Methods: We leveraged FQHCs’ established partnerships with local health plans to collect patient information. We contacted 1 to 4 plans from each state for both cost and utilization data on ER visits, urgent care, inpatient and outpatient care, physician visits, pharmaceuticals, medical devices, and medical tests. We also performed a literature review, contacted experts, and consulted with FQHC physicians to construct an algorithm for asthma-related medical costs and procedures. We targeted 300 low-income, underserved pediatric patients with poorly-controlled, moderate-to-severe asthma (150 intervention; 150 comparison) from 6 FQHCs located in 3 states/jurisdictions, representing half of the total study sample.

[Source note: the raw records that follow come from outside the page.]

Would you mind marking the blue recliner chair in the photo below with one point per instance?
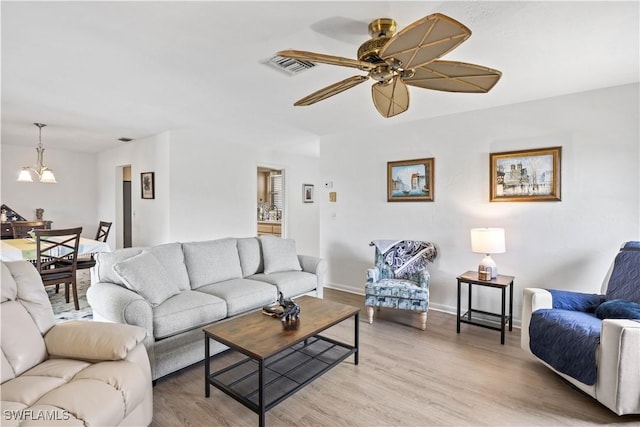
(592, 340)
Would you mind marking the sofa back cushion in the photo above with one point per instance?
(171, 257)
(212, 261)
(145, 275)
(279, 254)
(25, 316)
(250, 253)
(624, 283)
(104, 272)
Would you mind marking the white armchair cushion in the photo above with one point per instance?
(92, 341)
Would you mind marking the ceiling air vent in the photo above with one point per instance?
(290, 66)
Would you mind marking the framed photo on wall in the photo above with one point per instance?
(147, 185)
(525, 175)
(410, 180)
(307, 193)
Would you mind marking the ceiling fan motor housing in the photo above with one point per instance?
(381, 30)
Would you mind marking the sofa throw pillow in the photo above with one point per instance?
(145, 275)
(618, 309)
(279, 254)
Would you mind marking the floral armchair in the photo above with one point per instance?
(400, 279)
(592, 340)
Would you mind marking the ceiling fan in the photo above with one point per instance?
(409, 57)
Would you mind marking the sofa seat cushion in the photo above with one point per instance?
(242, 294)
(185, 311)
(566, 340)
(290, 283)
(78, 393)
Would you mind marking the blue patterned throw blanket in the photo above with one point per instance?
(405, 257)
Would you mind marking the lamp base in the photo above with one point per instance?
(488, 265)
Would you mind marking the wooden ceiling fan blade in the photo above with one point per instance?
(326, 59)
(425, 40)
(331, 90)
(390, 98)
(453, 76)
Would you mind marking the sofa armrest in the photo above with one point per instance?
(317, 266)
(618, 384)
(118, 304)
(92, 341)
(373, 275)
(532, 299)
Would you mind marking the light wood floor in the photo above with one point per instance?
(405, 377)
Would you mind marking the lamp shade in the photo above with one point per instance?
(487, 240)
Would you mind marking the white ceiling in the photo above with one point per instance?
(98, 71)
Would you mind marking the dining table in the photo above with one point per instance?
(25, 248)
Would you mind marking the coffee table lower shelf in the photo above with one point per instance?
(284, 373)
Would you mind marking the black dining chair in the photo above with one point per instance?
(57, 255)
(102, 234)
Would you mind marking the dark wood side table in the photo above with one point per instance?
(487, 319)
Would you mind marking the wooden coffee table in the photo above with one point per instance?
(279, 362)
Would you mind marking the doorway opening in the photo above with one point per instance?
(126, 207)
(270, 200)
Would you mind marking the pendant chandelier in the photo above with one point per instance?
(44, 173)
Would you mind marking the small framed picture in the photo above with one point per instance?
(410, 180)
(307, 193)
(525, 175)
(147, 185)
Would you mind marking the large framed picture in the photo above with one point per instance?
(525, 175)
(147, 185)
(410, 180)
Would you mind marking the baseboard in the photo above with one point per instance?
(432, 306)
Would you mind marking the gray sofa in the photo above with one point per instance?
(174, 290)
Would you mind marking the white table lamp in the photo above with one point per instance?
(488, 241)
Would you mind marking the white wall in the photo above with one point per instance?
(69, 203)
(567, 245)
(150, 221)
(205, 188)
(214, 185)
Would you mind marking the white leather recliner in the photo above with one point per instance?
(72, 373)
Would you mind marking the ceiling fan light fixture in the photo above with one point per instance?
(45, 174)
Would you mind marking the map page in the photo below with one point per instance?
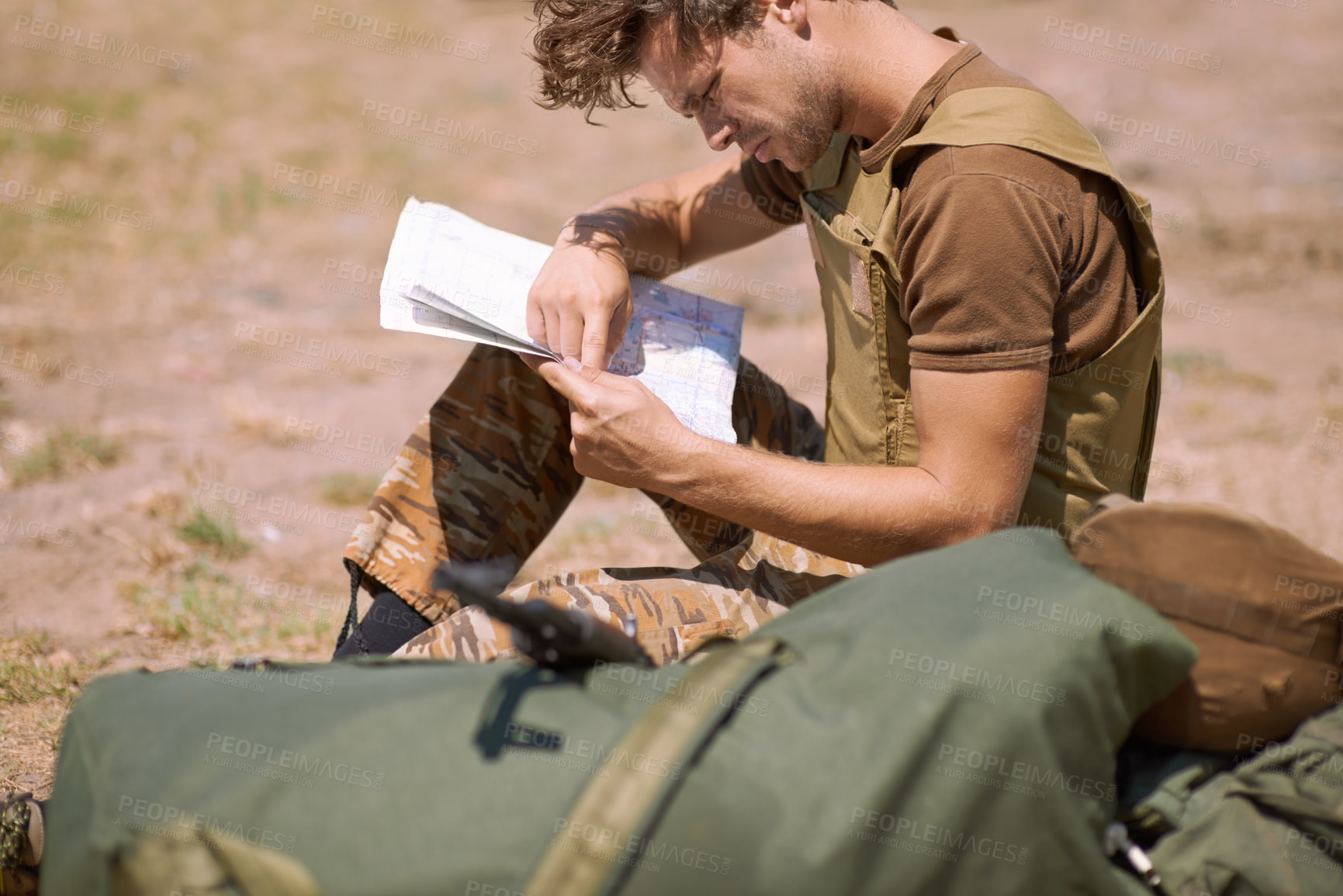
(452, 275)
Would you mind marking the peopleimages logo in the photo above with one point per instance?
(49, 115)
(1103, 38)
(99, 42)
(1162, 136)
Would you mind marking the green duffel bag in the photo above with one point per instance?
(1269, 826)
(944, 725)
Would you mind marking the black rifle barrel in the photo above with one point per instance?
(549, 635)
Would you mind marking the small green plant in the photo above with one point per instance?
(64, 451)
(29, 673)
(349, 490)
(218, 534)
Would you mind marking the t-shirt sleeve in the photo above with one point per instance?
(774, 190)
(979, 262)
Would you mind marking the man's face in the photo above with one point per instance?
(760, 90)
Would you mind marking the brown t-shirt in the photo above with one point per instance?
(1008, 258)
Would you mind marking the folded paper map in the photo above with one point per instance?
(452, 275)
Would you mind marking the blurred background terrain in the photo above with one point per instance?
(196, 200)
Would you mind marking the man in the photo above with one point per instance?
(992, 297)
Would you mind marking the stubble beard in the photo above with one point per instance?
(810, 130)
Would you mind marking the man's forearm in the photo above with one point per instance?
(860, 514)
(673, 223)
(646, 220)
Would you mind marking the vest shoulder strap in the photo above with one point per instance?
(1013, 117)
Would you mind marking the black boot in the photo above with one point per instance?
(387, 625)
(22, 839)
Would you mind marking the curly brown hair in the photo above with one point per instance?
(589, 50)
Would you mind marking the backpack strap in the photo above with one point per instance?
(625, 802)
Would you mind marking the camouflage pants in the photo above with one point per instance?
(488, 473)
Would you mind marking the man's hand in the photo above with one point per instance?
(624, 434)
(580, 304)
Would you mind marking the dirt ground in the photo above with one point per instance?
(180, 475)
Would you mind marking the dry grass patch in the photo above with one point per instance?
(38, 683)
(64, 453)
(216, 534)
(349, 490)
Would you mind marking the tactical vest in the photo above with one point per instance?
(1099, 420)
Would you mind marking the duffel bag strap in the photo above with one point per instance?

Results: Engaging health plans in the early planning phases of analysis was successful in ensuring their buy-in and participation. Still, the challenges of working in low-resource settings with low-income populations were evident. Despite using the most complete available information on health utilization and cost, we still identified gaps in data for some patients. Gaps were mostly due to changing contractual arrangements between state Medicaid agencies and health plans and temporary freezes on enrollment in the state CHIP program. Other operational challenges included the need to collect data covering both 12 months before and 12 months after enrollment, and the lag-time between submitted and adjudicated claims. These issues were accounted for to ensure timely data collection and project completion.
Conclusion: ICER has been under-utilized for the evaluation of childhood asthma management programs. By using rigorous data collection protocols and cost data from health insurance plans, we demonstrate how successful implementation of asthma management programs can yield favorable cost/benefit ratios across various jurisdictions. We expect our analysis to inform practitioners and policymakers on the value of interventions like CHAMPS and to promote state policy modifications and reimbursement reforms that support comprehensive coverage of the services, procedures, and items provided under the CHAMPS intervention, including non-medical services with a significant clinical impact, such as providing mattress covers and pillow cases to create a “safe sleeping zone.”